Dear Readers, today was an ‘in tearing haste’ kind of day, but I am sticking to my resolution to at least walk around the block every lunchtime, and as usual I was glad that I did. There’s always something to notice if you can clear your head of spreadsheets and other shenanigans. First up, Mexican Fleabane is getting well established in the cracks and crevices in some front gardens, and very handy it is too – it flowers prolifically and the hoverflies love it. I am very fond of it myself, having a few windowboxes full of the stuff in the front garden.
Here it is advancing along the garden wall, before no doubt making a break for freedom along Lincoln Road.
Someone has some plain and simple honeysuckle in their hedge, and although there are fancier varieties, you cannot beat the old-fashioned plant for scent, even on a chilly-ish October day. I always have to stop for a quick sniff.
And how about this tree?
What a very fine specimen it is! This is a hornbeam, but not as we usually see it in the wood.
It’s a variety known as ‘fastigiata’ or ‘pyramidalis’ – it has a very neat conical shape more suited to a street tree than the sprawling giants of Cherry Tree or Coldfall Woods. However, according to Paul Wood in ‘London’s Street Trees’, a City of London hornbeam was found to be more biodiverse than any other tree in the Square Mile, and that includes the oak trees.

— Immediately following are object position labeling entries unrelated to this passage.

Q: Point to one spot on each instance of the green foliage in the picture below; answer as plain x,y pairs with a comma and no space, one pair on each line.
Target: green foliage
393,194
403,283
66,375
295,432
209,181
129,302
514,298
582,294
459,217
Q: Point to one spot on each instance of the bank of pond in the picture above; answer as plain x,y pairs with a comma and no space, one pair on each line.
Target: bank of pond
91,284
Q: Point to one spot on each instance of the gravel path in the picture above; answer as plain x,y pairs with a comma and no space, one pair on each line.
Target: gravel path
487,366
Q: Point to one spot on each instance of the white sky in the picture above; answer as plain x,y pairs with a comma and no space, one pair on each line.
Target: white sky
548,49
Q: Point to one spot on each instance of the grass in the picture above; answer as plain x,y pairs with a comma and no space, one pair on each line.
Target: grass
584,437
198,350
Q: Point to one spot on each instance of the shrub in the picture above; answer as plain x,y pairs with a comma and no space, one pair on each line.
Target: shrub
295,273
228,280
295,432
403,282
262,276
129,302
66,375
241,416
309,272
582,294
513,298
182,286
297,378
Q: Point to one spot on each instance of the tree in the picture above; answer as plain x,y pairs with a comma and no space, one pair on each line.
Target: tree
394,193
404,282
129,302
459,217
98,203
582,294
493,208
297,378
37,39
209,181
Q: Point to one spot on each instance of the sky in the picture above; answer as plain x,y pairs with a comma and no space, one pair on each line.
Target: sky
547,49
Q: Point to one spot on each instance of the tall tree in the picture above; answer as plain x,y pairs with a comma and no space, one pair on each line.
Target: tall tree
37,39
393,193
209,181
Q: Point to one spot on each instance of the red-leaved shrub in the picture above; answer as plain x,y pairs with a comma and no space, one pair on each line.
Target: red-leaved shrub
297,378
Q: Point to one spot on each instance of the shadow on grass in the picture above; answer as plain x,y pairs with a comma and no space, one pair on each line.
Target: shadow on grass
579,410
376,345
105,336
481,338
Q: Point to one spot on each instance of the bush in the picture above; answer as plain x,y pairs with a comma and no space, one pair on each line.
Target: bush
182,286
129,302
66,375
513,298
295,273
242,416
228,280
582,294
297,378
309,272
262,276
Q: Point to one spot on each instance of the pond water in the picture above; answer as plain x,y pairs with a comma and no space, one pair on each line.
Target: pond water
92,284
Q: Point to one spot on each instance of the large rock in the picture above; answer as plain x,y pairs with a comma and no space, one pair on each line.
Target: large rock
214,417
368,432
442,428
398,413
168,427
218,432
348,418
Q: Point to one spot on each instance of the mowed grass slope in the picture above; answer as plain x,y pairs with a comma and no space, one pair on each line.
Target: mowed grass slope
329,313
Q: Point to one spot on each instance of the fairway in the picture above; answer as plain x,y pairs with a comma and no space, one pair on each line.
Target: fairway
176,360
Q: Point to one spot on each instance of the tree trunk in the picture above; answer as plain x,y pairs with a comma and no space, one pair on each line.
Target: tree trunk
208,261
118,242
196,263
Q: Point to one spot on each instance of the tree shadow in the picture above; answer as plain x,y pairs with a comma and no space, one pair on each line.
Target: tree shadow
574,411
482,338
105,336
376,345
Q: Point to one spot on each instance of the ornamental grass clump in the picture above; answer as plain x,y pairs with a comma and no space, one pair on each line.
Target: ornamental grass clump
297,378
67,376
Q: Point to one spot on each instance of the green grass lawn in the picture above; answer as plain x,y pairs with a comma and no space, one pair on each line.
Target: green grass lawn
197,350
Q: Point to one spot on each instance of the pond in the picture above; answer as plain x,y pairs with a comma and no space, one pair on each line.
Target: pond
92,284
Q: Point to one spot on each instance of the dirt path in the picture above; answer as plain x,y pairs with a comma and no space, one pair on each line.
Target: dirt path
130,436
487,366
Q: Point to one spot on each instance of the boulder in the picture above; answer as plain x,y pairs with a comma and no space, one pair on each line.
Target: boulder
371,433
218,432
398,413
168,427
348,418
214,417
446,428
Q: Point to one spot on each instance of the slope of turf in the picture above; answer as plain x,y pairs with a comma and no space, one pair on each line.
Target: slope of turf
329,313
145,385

I am very happy to see that the bollard on the corner of Lincoln Road is still upstanding. This must be a record for its longest period in an upright position. Please don’t take that as a challenge.
And what else is there to see? An abundance of Michaelmas Daisies, another great plant for late summer/early autumn. The ones in my front garden are flowering and flowering, though most of them are very pale lilac/white rather than this lavender colour. I have one honeybee left who visits them regularly, but everyone else seems to have already called it a day.
And yes, I know that Virginia Creeper is a) common and b) a bit of a thug, but just look at it. How could the spirits not be lifted by the sight of all that red and copper?
And, finally, as I turn for home I have to take another photo of the rowan, so heavy with berries, so yellow of leaf. Wherever you are, I would really recommend getting outside, even if it’s just for fifteen minutes. This year has been so spectacular for berries and leaf color that it would be a shame to miss it.